Child marriage in the Ivory Coast remains a prevalent issue. The Marriage Act of 1983 states that the legal age for marriage is 18 for women and 21 for men. However, 27% of women marry before the legal age of 18 and 7% marry before the age of 15. The numbers are less extreme on the male side where 4% marry before the age of 18.
There are a few factors that lead to child marriage in the Ivory Coast. According to Girls Not Brides, poverty and education drive child marriage. Child marriage is often a survival mechanism to escape poverty especially when parents cannot afford to pay for education. Education is limited in the Ivory Coast. Secondary schools are scarce and oftentimes girls must board or find temporary living situations to attend them. As a result, they end up without parental or guardian supervision and are vulnerable to sexual violence and child marriage.
The third factor that can lead to child marriage in the Ivory Coast is adolescent pregnancy. In fact, according to Girls Not Brides, one in four women have their first child before the age of 18 and after pregnancy, many end up in a forced marriage. This attitude towards marriage ties into traditional religious beliefs that many leaders in the Ivory Coast have promoted. Many communities still abide by traditional beliefs regarding child marriage instead of the actual law.

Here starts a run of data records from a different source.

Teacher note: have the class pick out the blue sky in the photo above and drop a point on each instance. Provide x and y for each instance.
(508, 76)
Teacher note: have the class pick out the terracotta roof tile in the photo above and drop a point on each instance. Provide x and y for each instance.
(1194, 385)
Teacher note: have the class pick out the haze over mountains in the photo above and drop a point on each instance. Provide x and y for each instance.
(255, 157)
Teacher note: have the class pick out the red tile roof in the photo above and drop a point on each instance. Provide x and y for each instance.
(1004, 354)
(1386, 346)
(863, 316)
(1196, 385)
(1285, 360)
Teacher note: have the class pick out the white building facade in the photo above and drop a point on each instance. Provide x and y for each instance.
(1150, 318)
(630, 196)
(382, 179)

In the early years of combatting child marriage in the Ivory Coast, there was steep progress. The government funded the development of more than 9,000 preschools and primary schools between 2011 and 2013 along with 38 secondary schools. In addition, in 2013, it also passed a law to allow students without birth certificates to attend primary school. In 2017, there was an initiative following the law to allow students in primary schools to acquire birth certificates through their school directors.
Between 2013 and 2015, the national government tried to enforce a plan to engage the community and religious leaders to address the child marriage issue. The President endorsed the plan. However, it fell through due to a lack of resources and budget.
The Ivory Coast government does not have a current plan or strategy to tackle the child marriage issue. However, there are organizations that focus on improving education, especially for girls which could have a direct impact on the child marriage rates. One such organization is Girls Not Brides. Girls Not Brides has a national partnership with the Ivory Coast which includes 17 member organizations working together to end child marriage.
Réseau Ivoirien pour la Défense des Droits de L’Enfant et de la Femme (RIDDEF) is a local non-governmental organization that originated in 2013. It has committed itself to women’s and children’s rights in the Ivory Coast. In partnership with the Embassy to Canada in the Ivory Coast, RIDDEF conducted a project addressing child marriage. RIDDEF brought sexual education campaigns to more than 20 schools and reached more than 6,000 students.
In addition, RIDDEF started a program where older women are partnered with younger girls to talk through sensitive conversations. The project also mobilized community leaders in both religious and education sectors to speak out against child marriage.
Ending child marriage means granting human rights to young people and especially young girls. When progress on the governmental level is slow, tackling issues that have direct impacts on the child marriage rates such as increasing education and shifting traditional attitudes are crucial.
In addition to improving human rights, ending child marriage could lead to more economic and social opportunities. Therefore, there is great potential for both social and economic growth in communities within developing nations such as the Ivory Coast.